Las comunidades donde se desarrollen o mejoren los proyectos transversales de turismo biocultural, junto con los otros actores económicos y políticos, así como con el indispensable apoyo de la academia y la ciencia, por conveniencia deben de organizarse para asumir el compromiso de coordinarse y, en su caso, liderar o conducir procesos y proyectos que permitan a la comunidad, literalmente, poner el ejemplo subrayando el cuidado, protección, conservación, limpieza, usos y en suma respeto por su lugar de vida, generando una cultura de orden y civismo que oriente una mejor y respetuosa presencia y participación de los socios, aliados, proveedores, visitantes, usuarios o clientes de los servicios y productos de turismo biocultural que ofrezcan. Incluso, con una documentada y acertada información para difundir las historias del lugar. Una clara comunicación. Como dicen dos refranes entre comerciantes o mercaderes:

Quien trata la mercancía y no la entiende, sus dineros se le tornan de duende”.

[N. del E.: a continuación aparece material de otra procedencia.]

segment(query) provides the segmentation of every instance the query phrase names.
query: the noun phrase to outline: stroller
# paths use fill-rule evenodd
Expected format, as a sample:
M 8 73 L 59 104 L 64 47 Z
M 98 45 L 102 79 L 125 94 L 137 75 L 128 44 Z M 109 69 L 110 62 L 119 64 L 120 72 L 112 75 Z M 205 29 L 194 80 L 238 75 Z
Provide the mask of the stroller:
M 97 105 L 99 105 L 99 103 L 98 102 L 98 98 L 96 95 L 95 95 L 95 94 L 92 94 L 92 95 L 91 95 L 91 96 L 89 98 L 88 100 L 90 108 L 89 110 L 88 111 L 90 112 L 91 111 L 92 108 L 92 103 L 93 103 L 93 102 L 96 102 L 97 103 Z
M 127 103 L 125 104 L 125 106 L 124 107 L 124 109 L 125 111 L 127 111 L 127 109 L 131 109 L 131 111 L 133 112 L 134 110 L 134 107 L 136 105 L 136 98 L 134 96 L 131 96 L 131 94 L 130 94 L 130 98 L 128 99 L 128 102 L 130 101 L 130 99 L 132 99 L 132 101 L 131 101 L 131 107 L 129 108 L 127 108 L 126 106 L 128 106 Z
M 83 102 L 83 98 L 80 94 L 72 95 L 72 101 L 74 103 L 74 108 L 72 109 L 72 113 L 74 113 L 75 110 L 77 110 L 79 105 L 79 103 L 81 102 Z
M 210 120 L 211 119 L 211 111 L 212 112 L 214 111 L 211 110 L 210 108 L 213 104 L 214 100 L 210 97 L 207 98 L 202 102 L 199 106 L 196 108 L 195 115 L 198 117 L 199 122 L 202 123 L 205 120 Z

Ojo del amo, engorda al caballo”.

México ha tenido y continúa con muy interesantes y equilibrados proyectos de turismo biocultural, turismo cultural, ecoturismo, etcétera. Además, si consideramos los programas, carteleras, festivales, actividades, ferias, recorridos, festividades o fiestas tradicionales, de usos y costumbres que, por cuenta propia, cada uno o en familia o en pareja o grupos tenemos un menú muy amplio e inagotable que, en la medida de lo posible y responsable cada persona podemos ser un reactivador de nuestras industrias bioculturales en la actual época del (des)confinamiento. Y si también difundimos o compartimos nuestras experiencias a través de las redes sociales presenciales y digitales el efecto será multiplicador y seguro muchas industrias, comercios y mercados se verán muy favorecidos. Ser embajadores de México en México empezando por tu barrio o colonia, suena a reactivación económica y social. Me permito ponerlo en la mesa, hagámoslo. Sigo insistiendo.